Horseback riding in the middle of nature, suggested by her parents when she was a teenager and her life had meaning. “That was the only day I smiled,” she recalls. Visually impaired Florine Fremont now knew that her path was sealed and that she would dedicate her life to horses. Combining training, diplomas and professional experience, she designed her project and built her curriculum with the sole purpose of creating her “equestrian structure with a behavioral approach to the horse, to train and rehabilitate horses and support riders through this philosophy.”
Very attached to her roots and her family, Florine Fremont decided to leave her region, Picardy. “In the area where I lived – in Aisne – the land is very cultivated. I had to make compromises that weren’t what I wanted: I wanted room for the horse to move freely. »
Autonomous site for electricity and water
And it was in the Côte d’Or, a stone’s throw from Chaux, far from all inhabited places, that she found a wasteland that won all the votes for her. “We had to project ourselves. Here we are on an isolated site and I was going to do a standalone installation. This is unusual for a horse farm where the demand for water is high. My ideas were a bit atypical and people thought I was crazy,” she admits.
A titanic challenge that he was not afraid of. “I believed. Otherwise, I could not present my project. I faced serious administrative inconsistencies, and I had a lot of rejections,” she says. It took more than a year of the process, which she compares to five years of vital energy. She lost five kilograms , she had panic attacks, but she persevered.A long and difficult path, littered with pitfalls that did not discourage her.On the contrary, she threw herself headlong into this innovative project and never gave up, even when she had to spend six months in the middle of winter in trailer due to lack of water and electricity.
Together with her then-girlfriend Florine Fremont, in 2017 she created Equi Feeling, her haven of calm, where everything is in harmony with nature. For the buildings, she wanted to use materials that are in complete harmony with the environment. “The tree was obvious,” she says. He turned to companies in the sector for local species. Places for placing horses, a grooming platform, a carousel … All structures are made in a wooden frame.

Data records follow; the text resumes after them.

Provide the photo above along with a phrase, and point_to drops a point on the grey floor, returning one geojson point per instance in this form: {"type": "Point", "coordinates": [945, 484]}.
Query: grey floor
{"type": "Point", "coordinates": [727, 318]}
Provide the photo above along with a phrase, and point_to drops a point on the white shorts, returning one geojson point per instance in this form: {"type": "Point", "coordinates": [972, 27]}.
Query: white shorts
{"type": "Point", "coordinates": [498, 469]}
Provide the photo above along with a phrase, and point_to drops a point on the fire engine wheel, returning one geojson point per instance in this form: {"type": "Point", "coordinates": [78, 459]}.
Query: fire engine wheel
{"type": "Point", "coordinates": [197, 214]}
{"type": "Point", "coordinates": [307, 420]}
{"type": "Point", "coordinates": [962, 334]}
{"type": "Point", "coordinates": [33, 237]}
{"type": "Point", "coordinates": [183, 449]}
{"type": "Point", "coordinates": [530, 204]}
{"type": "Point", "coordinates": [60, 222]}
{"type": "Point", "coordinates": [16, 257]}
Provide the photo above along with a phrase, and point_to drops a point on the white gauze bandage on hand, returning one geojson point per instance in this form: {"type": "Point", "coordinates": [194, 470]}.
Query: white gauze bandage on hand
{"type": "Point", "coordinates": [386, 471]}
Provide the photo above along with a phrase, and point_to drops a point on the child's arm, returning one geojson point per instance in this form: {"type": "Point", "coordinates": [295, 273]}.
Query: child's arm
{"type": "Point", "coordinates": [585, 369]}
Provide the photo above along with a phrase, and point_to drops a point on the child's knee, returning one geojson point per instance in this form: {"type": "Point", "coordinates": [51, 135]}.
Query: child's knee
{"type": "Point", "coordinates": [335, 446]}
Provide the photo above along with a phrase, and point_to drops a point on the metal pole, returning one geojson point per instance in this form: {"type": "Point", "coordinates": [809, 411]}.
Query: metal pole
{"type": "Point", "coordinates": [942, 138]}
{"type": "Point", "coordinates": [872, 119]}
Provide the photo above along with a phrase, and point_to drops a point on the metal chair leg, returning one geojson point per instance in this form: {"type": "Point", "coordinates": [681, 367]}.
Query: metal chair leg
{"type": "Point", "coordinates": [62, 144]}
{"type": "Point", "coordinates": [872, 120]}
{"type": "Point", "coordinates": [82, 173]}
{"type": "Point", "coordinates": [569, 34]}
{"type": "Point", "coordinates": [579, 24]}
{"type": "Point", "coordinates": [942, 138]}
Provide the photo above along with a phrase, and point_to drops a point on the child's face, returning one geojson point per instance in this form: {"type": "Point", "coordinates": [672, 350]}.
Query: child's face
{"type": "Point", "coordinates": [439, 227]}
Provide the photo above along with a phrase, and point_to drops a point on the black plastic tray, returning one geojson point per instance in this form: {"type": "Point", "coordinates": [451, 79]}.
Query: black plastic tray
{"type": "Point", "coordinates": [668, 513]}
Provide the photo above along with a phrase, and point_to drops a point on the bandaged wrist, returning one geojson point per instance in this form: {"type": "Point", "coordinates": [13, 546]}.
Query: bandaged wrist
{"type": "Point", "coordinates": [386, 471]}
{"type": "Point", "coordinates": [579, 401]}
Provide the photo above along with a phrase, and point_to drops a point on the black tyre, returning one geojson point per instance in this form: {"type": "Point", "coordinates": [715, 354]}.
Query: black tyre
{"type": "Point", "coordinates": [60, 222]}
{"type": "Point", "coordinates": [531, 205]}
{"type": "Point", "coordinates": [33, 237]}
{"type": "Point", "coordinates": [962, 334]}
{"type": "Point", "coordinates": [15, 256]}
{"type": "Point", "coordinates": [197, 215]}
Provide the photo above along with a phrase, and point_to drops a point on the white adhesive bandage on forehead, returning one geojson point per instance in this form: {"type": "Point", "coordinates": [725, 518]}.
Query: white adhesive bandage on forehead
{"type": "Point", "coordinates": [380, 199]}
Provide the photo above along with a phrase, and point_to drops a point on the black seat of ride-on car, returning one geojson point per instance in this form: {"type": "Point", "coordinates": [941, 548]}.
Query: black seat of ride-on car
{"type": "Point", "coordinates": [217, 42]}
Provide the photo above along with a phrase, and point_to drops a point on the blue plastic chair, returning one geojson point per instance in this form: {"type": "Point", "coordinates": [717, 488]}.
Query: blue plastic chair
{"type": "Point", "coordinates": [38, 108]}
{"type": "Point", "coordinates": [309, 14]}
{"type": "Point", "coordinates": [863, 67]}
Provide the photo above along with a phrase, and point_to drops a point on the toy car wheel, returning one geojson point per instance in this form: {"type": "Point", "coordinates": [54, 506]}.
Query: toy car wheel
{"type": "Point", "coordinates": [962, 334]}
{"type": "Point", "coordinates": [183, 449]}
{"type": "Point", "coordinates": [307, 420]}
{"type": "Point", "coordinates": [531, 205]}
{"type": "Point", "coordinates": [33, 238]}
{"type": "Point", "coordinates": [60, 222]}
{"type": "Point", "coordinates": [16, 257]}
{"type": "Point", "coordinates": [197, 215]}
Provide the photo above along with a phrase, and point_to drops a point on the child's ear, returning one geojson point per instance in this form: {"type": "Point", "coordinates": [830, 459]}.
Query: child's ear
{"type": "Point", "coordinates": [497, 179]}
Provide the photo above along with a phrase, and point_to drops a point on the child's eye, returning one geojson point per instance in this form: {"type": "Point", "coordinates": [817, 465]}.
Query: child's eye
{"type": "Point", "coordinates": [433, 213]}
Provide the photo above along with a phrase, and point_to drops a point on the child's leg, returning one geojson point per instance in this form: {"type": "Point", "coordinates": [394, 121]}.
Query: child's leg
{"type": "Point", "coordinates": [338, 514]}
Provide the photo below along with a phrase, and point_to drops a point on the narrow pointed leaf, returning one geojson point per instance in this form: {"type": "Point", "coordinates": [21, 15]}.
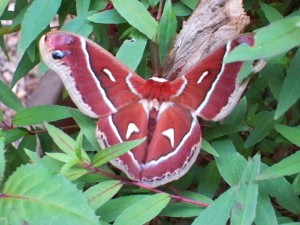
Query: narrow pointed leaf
{"type": "Point", "coordinates": [262, 128]}
{"type": "Point", "coordinates": [144, 210]}
{"type": "Point", "coordinates": [222, 205]}
{"type": "Point", "coordinates": [40, 114]}
{"type": "Point", "coordinates": [245, 203]}
{"type": "Point", "coordinates": [115, 151]}
{"type": "Point", "coordinates": [167, 30]}
{"type": "Point", "coordinates": [136, 46]}
{"type": "Point", "coordinates": [290, 133]}
{"type": "Point", "coordinates": [137, 16]}
{"type": "Point", "coordinates": [87, 126]}
{"type": "Point", "coordinates": [289, 93]}
{"type": "Point", "coordinates": [231, 172]}
{"type": "Point", "coordinates": [102, 192]}
{"type": "Point", "coordinates": [33, 189]}
{"type": "Point", "coordinates": [41, 11]}
{"type": "Point", "coordinates": [2, 159]}
{"type": "Point", "coordinates": [285, 167]}
{"type": "Point", "coordinates": [274, 39]}
{"type": "Point", "coordinates": [265, 213]}
{"type": "Point", "coordinates": [107, 17]}
{"type": "Point", "coordinates": [61, 139]}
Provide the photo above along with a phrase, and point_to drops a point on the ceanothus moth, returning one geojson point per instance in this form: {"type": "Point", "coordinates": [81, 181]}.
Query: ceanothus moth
{"type": "Point", "coordinates": [129, 107]}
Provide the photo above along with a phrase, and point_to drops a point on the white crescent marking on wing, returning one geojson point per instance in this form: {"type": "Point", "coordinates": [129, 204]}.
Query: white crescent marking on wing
{"type": "Point", "coordinates": [203, 75]}
{"type": "Point", "coordinates": [166, 157]}
{"type": "Point", "coordinates": [170, 135]}
{"type": "Point", "coordinates": [132, 128]}
{"type": "Point", "coordinates": [101, 90]}
{"type": "Point", "coordinates": [204, 103]}
{"type": "Point", "coordinates": [109, 74]}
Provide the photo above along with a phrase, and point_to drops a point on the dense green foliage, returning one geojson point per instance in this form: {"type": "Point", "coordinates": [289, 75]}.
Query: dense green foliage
{"type": "Point", "coordinates": [248, 173]}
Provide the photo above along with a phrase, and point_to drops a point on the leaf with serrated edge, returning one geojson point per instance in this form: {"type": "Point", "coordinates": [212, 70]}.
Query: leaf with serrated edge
{"type": "Point", "coordinates": [144, 210]}
{"type": "Point", "coordinates": [102, 192]}
{"type": "Point", "coordinates": [115, 151]}
{"type": "Point", "coordinates": [33, 189]}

Off grid, its 2.5 ha equestrian complex is powered by the sun, which feeds the entire area thanks to 54 m² of photovoltaic panels. “A system that is managed differently than a traditional structure because consumption peaks must be avoided. Therefore, everything that is an electrical appliance should be excluded. The carousel is equipped with LEDs, the least energy-intensive lamps, which allows to reduce electricity consumption.
With regard to water resources, she invited three geobiologists who checked the area and gave their recommendations. “Drilling was carried out at a depth of 230 meters. He draws from the stream of water, and not from under the groundwater. We didn’t put in a lot of flow so as not to pump a lot, and drilling provides a semi-underground tank that can hold 10,000 liters. » Each roof also has rainwater recovery for horse consumption, watering or cleaning. Regularly, Florin Fremont does not miss an opportunity to raise public awareness about water conservation. She also put up a poster at shower level and encourages visitors to use rainwater whenever possible.
Recycled felt floor
The 35 year old manager of Equi Feeling wanted to take the concept of environmental responsibility as far as possible. Everything is thought out and thought out to the smallest detail. “In order to feel in harmony with nature, being protected by a roof, the arena is not fenced. It is more of an 800 m² indoor arena that allows you to develop with your horse. »
For the floor, she did not choose sand, a material widely used in equestrian facilities, but requiring regular watering and, therefore, a large amount of water. Instead, she opted for a floor made from recycled felt shavings, which is flexible, dust-free, year-round and waterproof. In addition, “this flexible and soft soil is very comfortable for both the horse’s joints and the rider if a fall does occur,” she elaborates.
Finally, for an open pit, brand new development that dates back to February, Florine Fremont is experimenting with a “new” floor, testing oak chips that require no maintenance or watering.